Mientras Gíbrida y Bolo ya subían al Escorpión, Gálbatar caminaba más atrás acompañado de Rávaro, estos pasaron junto a la Bestia que aun continuaba tirada en el patio donde mismo la había visto al llegar, estaba custodiada por algunos soldados mientras un hombre muy obeso trataba, con gran esfuerzo y un poco de repugnancia, de meterle el contenido de una botella en el hocico para que lo bebiera, el alquimista preguntó que a qué clase de tortura había sido sometida para que aun estuviera tirada sin reacción alguna, ya que el “Quebranta espíritus” aparte de generar niveles de dolor espantosos, no podía producir daño físico alguno. Rávaro le explicó que el aparato de tortura había sido implantado solo como precaución para cuando despertara, porque la Bestia al liberarse, había dejado varios muertos y casi la mitad de su ejército malherido, pero que quien la había vencido hasta dejarla en ese estado, había sido un enano de rocas, Gálbatar replicó casi ofendido si es que le estaba tomando el pelo, Rávaro guardó silencio unos segundos inseguro, pues el comentario venía de un hombre totalmente lampiño, pero luego aseguró que lo que decía era cierto y los guardias allí presentes, ratificaron la historia. El Alquimista, aun incrédulo, preguntó si se trataba de un enano de rocas especialmente grande y ante la enérgica negativa de los allí presentes pidió verlo ya que aquellas criaturas le provocaban gran interés, Rávaro respondió entusiasmado que hasta podía llevárselo, si eso le complacía, pues solo podía mantenerlo encerrado, ya que ni siquiera con un “Quebranta espíritus” podría dominar a una criatura como esa y envió a algunos hombres a buscarlo, mientras él le narraba los increíbles hechos de aquel tan singular combate. Los soldados tardaron más de la cuenta, debido a que, tal como lo había hecho antes, el enano había salido de su celda pasando a través de los barrotes de una en una las piedras de su cuerpo y luego había bajado por las escaleras hasta encontrar lo que había vuelto a buscar: Su ojo, su piedra primaria, la que había perdido en su huida con Lorna y que ya se desprendía de su cuerpo, pues había llegado el momento de generar la existencia de un nuevo enano de rocas, situación que le apremiaba. Con gran alivio, lo encontraron allí mismo, hecho un pequeño cúmulo informe de rocas, que con mucha precaución y no poco esfuerzo metieron en una caja y entregaron a Gálbatar.

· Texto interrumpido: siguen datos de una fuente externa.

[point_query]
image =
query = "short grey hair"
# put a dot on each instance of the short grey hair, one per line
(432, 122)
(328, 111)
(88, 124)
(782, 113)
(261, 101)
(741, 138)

Mientras el Escorpión se alejaba de la ciénaga y del castillo de Rávaro, Gálbatar en su interior, escribía una pequeña nota de papel dirigida a un tal Licandro, para que llevara la Barcaza y se reuniera con ellos en el llamado “Valle de las mellizas” un bonito aunque árido paraje llamado así por la existencia de dos rocas de buen tamaño bastante similares entre sí. También le exigió que le trajera sus mapas. Terminada la nota, la puso en la pata de un ave que luego liberó. Una vez hecho esto, repitió todo el proceso. Siempre dos aves eran mejor que una.


León Faras.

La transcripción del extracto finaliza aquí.